Many damaging effects of climate change are already basically irreversible, a team of international researchers said on Monday, warning that even if carbon emissions can somehow be halted temperatures around the globe will remain high until at least the year 3000.
“People have imagined that if we stopped emitting carbon dioxide the climate would go back to normal in 100 years, 200 years; that’s not true,” climate researcher Susan Solomon said in a teleconference.
Solomon, of the National Oceanic and Atmospheric Administration’s Earth System Research Laboratory, is lead author of an international team’s paper reporting irreversible damage from climate change, being published in yesterday’s edition of Proceedings of the National Academy of Sciences.
She defines “irreversible” as change that would remain for 1,000 years even if humans stopped adding carbon to the atmosphere immediately.
“Climate change is slow, but it is unstoppable” — all the more reason to act quickly, so the long-term situation does not get even worse, Solomon said.
Alan Robock, of the Center for Environmental Prediction at Rutgers University in New Jersey, agreed with the report’s assessment.
“It’s not like air pollution where if we turn off a smokestack, in a few days the air is clear,” said Robock, who was not part of Solomon’s team. “It means we have to try even harder to reduce emissions.”
Solomon’s report “is quite important, not alarmist, and very important for the current debates on climate policy,” said Jonathan Overpeck, a climate researcher at the University of Arizona.
Solomon, a leader of the International Panel on Climate Change and one of the world’s best known researchers on the subject, noted that temperatures around the globe have risen and changes in rainfall patterns have been observed in areas around the Mediterranean, southern Africa and southwestern North America.

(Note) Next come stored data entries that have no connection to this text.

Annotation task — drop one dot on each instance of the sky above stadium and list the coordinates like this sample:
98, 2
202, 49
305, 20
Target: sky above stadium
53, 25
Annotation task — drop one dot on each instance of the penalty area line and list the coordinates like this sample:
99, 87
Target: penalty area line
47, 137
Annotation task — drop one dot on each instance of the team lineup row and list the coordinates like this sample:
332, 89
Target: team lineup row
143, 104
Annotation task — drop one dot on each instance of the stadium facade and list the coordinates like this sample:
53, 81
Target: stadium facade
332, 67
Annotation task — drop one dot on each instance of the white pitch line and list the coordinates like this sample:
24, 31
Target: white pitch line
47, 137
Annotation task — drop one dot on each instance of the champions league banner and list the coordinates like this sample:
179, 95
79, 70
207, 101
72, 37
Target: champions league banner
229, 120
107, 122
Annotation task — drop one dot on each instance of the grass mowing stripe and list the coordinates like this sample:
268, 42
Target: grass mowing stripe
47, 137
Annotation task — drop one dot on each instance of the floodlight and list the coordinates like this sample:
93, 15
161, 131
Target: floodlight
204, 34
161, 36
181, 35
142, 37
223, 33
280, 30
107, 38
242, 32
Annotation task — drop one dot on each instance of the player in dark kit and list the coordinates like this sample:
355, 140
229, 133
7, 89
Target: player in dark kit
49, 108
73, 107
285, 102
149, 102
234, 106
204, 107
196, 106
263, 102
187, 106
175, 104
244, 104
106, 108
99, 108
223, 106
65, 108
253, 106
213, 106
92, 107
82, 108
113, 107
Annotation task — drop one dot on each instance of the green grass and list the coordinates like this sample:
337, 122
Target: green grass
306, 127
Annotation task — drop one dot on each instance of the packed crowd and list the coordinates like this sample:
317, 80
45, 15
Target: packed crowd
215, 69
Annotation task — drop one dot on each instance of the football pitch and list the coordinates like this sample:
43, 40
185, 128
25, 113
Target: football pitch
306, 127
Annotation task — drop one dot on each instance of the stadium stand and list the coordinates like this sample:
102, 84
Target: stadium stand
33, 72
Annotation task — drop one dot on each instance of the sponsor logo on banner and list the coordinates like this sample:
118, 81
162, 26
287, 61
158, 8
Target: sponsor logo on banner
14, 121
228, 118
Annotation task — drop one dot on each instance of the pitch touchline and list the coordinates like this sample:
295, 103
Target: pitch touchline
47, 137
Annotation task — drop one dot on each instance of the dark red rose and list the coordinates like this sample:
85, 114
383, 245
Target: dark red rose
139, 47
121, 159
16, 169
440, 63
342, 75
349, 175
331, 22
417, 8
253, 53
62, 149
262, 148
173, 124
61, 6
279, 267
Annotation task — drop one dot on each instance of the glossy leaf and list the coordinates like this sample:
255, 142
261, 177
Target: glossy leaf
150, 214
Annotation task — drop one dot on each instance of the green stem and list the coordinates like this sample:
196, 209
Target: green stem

Warmer climate also is causing expansion of the ocean, and that is expected to increase with the melting of ice on Greenland and Antarctica, the researchers said.
“I don’t think that the very long time scale of the persistence of these effects has been understood,” Solomon said.
Global warming has been slowed by the ocean, Solomon said, because water absorbs a lot of energy to warm up. But that good effect will not only wane over time, the ocean will help keep the planet warmer.
Solomon’s paper concludes the world could see persistent decreases in dry-season rainfall that are comparable to the 1930s North American Dust Bowl in areas including southern Europe, Africa, and southwestern North America.